I AM sure I need to stop blabbing on here and get me to bed. Torts awaits in the morn.

Monday, May 02, 2005

Riffs on a Sunday night...

(1) I am so bored. Not only am I positively bored by the stuff I am doing (crim, torts), I am negatively bored by the stuff I am not doing (learning anything fun, interacting with different people).

(2) I can't believe it, but at the age of 29, I have a crush on my TA. This is SO college. Which was 8 years ago.

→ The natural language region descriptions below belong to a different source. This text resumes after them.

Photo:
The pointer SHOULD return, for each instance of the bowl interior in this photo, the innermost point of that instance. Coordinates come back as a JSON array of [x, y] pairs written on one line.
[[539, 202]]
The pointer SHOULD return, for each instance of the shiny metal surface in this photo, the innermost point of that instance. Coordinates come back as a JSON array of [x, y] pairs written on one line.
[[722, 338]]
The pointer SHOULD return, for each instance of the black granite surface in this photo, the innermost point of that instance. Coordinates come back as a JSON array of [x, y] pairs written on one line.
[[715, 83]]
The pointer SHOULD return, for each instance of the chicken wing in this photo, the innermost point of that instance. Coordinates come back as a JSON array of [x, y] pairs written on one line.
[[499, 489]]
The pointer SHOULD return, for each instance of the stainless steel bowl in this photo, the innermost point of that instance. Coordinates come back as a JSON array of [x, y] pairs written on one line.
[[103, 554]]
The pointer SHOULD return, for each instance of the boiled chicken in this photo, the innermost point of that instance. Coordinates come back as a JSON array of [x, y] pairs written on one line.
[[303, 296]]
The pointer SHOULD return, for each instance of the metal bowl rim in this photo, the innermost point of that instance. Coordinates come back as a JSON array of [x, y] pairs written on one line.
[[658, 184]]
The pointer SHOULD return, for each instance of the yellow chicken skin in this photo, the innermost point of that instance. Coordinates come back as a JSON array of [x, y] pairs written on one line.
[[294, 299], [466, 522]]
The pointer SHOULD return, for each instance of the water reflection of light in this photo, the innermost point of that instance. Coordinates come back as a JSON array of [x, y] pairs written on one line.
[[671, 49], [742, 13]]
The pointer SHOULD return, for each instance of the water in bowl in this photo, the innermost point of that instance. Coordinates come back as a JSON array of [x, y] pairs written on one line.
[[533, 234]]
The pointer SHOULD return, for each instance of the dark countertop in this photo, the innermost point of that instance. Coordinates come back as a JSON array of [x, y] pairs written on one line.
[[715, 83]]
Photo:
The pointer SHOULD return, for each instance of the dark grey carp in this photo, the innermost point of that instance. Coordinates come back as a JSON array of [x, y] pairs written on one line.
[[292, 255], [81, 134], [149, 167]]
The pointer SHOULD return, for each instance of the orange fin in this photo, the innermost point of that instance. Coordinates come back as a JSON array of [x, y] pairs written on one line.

(3) Many years ago, when hk was a young chiclet in DC, she had a crush on a Harvard lawyer. hk's mum said, "Congratulations," since it is every Korean mother's dream to have her children either become Harvard lawyers/doctors or marry one. Now, it appears that hk is actually dating a Harvard lawyer (or law student, to be precise). A couple weeks ago, Friend actually did say yes, let's give it a try. (Well, he didn't actually say it. I asked him, as I have periodically this semester, "Have you got an answer for me yet?" and he said, "How's this for an answer?" and kissed me. Which I guess is ... yes. But which is also ... unsatisfying. I know, I know, I'll never be happy.)

I didn't mention it before because it seemed too amorphous and unclear to say. I'm still not quite clear on where we are or what we are. It merely seems that the hook-ups are now legit. Or something.

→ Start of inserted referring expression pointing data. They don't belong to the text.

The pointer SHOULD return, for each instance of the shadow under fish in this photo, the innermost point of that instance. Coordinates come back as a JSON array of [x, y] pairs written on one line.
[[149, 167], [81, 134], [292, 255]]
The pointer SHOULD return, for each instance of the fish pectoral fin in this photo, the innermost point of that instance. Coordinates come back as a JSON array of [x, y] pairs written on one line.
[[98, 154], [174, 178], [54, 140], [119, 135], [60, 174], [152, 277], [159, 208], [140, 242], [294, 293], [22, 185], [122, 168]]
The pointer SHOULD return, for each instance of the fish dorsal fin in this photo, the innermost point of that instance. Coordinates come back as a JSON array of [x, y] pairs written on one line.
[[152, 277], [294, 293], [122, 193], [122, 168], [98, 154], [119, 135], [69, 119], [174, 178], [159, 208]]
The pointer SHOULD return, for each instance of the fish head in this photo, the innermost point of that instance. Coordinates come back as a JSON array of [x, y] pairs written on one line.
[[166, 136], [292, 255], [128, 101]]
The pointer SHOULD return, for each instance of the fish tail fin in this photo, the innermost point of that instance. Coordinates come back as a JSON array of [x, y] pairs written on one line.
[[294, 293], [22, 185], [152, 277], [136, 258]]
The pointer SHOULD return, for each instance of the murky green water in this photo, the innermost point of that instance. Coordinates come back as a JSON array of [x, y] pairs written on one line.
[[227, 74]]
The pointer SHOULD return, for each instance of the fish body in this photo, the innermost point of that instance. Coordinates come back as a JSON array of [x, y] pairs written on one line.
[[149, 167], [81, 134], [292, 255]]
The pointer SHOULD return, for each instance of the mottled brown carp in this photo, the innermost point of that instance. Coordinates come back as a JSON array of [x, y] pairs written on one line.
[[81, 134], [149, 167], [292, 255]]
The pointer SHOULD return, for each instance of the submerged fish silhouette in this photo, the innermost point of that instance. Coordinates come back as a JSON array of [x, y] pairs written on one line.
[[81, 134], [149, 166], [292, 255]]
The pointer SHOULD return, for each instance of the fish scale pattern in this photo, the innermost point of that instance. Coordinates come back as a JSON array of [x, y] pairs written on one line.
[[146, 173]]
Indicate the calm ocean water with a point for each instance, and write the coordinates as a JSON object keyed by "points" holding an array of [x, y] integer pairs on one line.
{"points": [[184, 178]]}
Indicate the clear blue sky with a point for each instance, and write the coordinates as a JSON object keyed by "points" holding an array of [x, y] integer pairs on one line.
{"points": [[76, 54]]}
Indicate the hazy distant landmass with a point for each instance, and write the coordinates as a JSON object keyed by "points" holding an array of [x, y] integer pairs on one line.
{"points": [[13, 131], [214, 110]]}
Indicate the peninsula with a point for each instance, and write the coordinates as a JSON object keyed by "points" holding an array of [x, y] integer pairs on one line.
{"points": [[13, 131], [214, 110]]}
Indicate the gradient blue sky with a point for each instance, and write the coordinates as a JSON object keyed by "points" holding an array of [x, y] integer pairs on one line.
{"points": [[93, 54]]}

MattSal was right -- if you're hanging out a lot and hooking up on the side, what does it matter what you call it? It's dating per se.

(4) And finally, a complaint about Crimson College Law Review, the most prestigious law journal of the most presitigious law school in the country. This year, the board of editors was 75% white, 25% minority (10% East Asian, 7% South Asian, 7% black, and 1 Hispanic editor). The ratio of men to women: 73% male, 27% female. Considering that you have to be on law review to become a Supreme Court clerk or a professor, this is supremely depressing. Considering that the Crimson College Law School is currently 56% male and 44% female, this is mysterious. Considering that the school is 54.3% white, 10% black, 12% Asian American, 5.3% Hispanic American (and 14% unknown), this is out of whack.

It's easy to say, hey! that's wrong and we need to encourage women and minorities to apply, and there needs to be special affirmative action spots (there are), and women need to actually turn in the application (they often don't, out of lack of confidence), but it's harder to say, hey! there's something going on here that clearly favors white men, and that's disturbing, but only because law review is THE key to superstardom in the legal world, and why in the world is that the case, anyway? Why not mad advocacy skills, or devotion to public service, or the ability to motivate communities? You can be quite successful without making it onto or even trying out for law review, but why does legal superstardom hinge on your ability to digest a Supreme Court opinion and write a comment about it (the application)? Why should women and minorities try to squeeze themselves into a model of superstardom defined and created by white men of yore, when we could be questioning the model itself?

Sometimes I think we ask the wrong questions.